I want to change to a led monitor. How about intex 16'' led monitor?
are they good?


----------



## desiibond (Aug 5, 2011)

captain_volt said:


> I want to change to a led monitor. How about intex 16'' led monitor?
> are they good?



What is your budget? and stay away from intex microtek zebronics ****


----------



## captain_volt (Aug 6, 2011)

desiibond said:


> What is your budget? and stay away from intex microtek zebronics ****



MY budget is  4000 INR. Any special reason to keep those brands out?


----------



## saswat23 (Aug 6, 2011)

Because at this price you can get LEDs from Branded monitors.
Look for Accer/Asus LED 16inch available for 4.2k.


----------



## captain_volt (Aug 7, 2011)

saswat23 said:


> Because at this price you can get LEDs from Branded monitors.
> Look for Accer/Asus LED 16inch available for 4.2k.[/QU
> 
> 
> acer /  asus best in this category?


----------



## dashing.sujay (Aug 7, 2011)

[/QUOTE]
 acer /  asus best in this category?[/QUOTE]

No brand can be said as "best", but ya better than those which desibond mentioned. You can also go for AOC/DELL.

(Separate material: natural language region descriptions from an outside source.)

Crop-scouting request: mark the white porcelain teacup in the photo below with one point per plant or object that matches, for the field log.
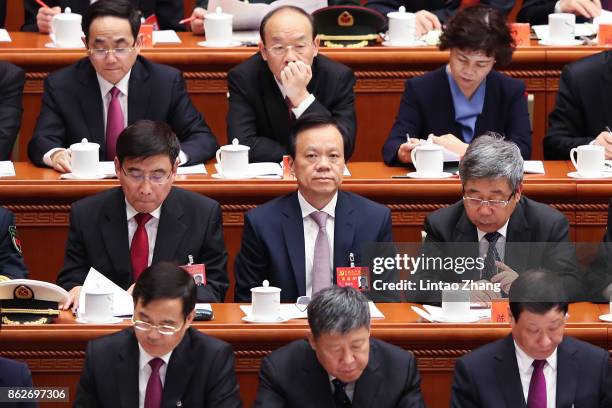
(402, 27)
(589, 160)
(233, 160)
(66, 29)
(265, 302)
(218, 27)
(85, 159)
(428, 159)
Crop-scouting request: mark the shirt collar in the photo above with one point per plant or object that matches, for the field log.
(122, 85)
(525, 362)
(131, 211)
(146, 357)
(503, 230)
(308, 209)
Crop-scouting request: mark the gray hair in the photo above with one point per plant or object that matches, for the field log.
(338, 310)
(491, 157)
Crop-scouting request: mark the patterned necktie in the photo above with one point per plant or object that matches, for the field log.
(154, 391)
(114, 123)
(490, 268)
(321, 268)
(340, 398)
(537, 386)
(139, 251)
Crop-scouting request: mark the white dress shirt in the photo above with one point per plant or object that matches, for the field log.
(550, 374)
(311, 229)
(301, 108)
(150, 226)
(144, 372)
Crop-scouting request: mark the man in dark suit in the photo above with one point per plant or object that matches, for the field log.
(160, 361)
(537, 11)
(340, 365)
(37, 18)
(279, 242)
(15, 374)
(12, 80)
(11, 259)
(509, 233)
(285, 80)
(98, 96)
(535, 366)
(122, 230)
(581, 115)
(599, 275)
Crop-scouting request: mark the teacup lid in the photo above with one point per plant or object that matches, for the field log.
(67, 15)
(235, 147)
(401, 13)
(218, 15)
(265, 288)
(84, 145)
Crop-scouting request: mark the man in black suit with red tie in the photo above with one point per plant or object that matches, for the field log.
(121, 231)
(161, 361)
(98, 96)
(285, 80)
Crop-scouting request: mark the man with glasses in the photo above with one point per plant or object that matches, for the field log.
(161, 361)
(494, 222)
(99, 96)
(121, 231)
(286, 79)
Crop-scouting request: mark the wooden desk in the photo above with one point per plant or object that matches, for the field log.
(55, 353)
(41, 202)
(380, 73)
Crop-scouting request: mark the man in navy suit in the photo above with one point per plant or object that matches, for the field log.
(171, 224)
(535, 366)
(15, 374)
(340, 365)
(280, 237)
(98, 96)
(161, 361)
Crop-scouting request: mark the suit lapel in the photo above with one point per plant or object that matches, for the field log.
(126, 372)
(293, 236)
(180, 370)
(368, 384)
(508, 376)
(115, 235)
(170, 231)
(344, 230)
(566, 378)
(518, 235)
(139, 92)
(90, 102)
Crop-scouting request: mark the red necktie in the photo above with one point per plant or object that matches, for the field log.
(139, 251)
(114, 123)
(154, 391)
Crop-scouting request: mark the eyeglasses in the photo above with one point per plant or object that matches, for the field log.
(137, 176)
(477, 202)
(162, 329)
(280, 50)
(101, 53)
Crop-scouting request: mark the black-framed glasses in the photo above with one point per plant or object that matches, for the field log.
(156, 177)
(166, 330)
(477, 202)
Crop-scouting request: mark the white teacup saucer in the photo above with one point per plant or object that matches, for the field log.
(574, 174)
(231, 44)
(572, 43)
(72, 176)
(112, 320)
(415, 174)
(279, 319)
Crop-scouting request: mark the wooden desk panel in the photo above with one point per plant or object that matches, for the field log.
(55, 353)
(380, 73)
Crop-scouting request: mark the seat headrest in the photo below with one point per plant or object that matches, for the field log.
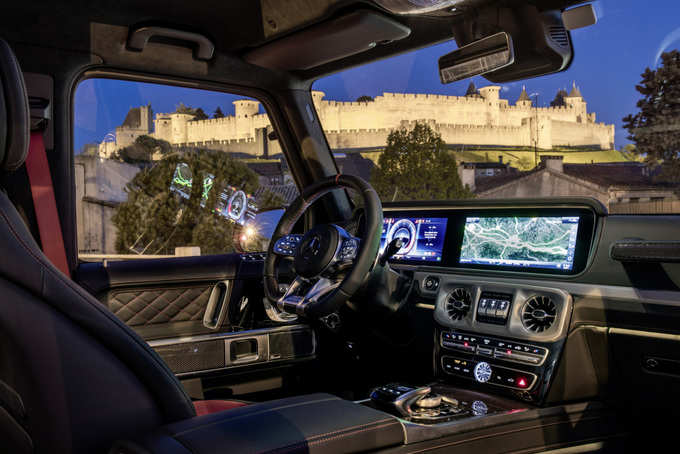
(15, 120)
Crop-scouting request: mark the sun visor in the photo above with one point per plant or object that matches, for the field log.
(337, 38)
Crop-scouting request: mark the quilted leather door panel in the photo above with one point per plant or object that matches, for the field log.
(162, 298)
(161, 305)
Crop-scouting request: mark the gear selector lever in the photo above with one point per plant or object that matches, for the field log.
(392, 248)
(419, 405)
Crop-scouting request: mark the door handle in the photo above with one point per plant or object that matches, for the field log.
(216, 310)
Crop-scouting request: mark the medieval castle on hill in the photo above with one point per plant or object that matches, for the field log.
(480, 117)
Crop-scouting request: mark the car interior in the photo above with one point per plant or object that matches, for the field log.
(331, 337)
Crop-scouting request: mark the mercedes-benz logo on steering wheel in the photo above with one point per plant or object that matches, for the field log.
(312, 248)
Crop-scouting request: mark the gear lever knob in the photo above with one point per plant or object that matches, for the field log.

Check out *AOC e1620Swb* for 4.1k. Its best at ur budget.


----------



## saswat23 (Aug 7, 2011)

Yes, AOC is a good brand too. But is this model LED one.


----------



## dashing.sujay (Aug 7, 2011)

saswat23 said:


> Yes, AOC is a good brand too. But is this model LED one.



Ya its a LED one


----------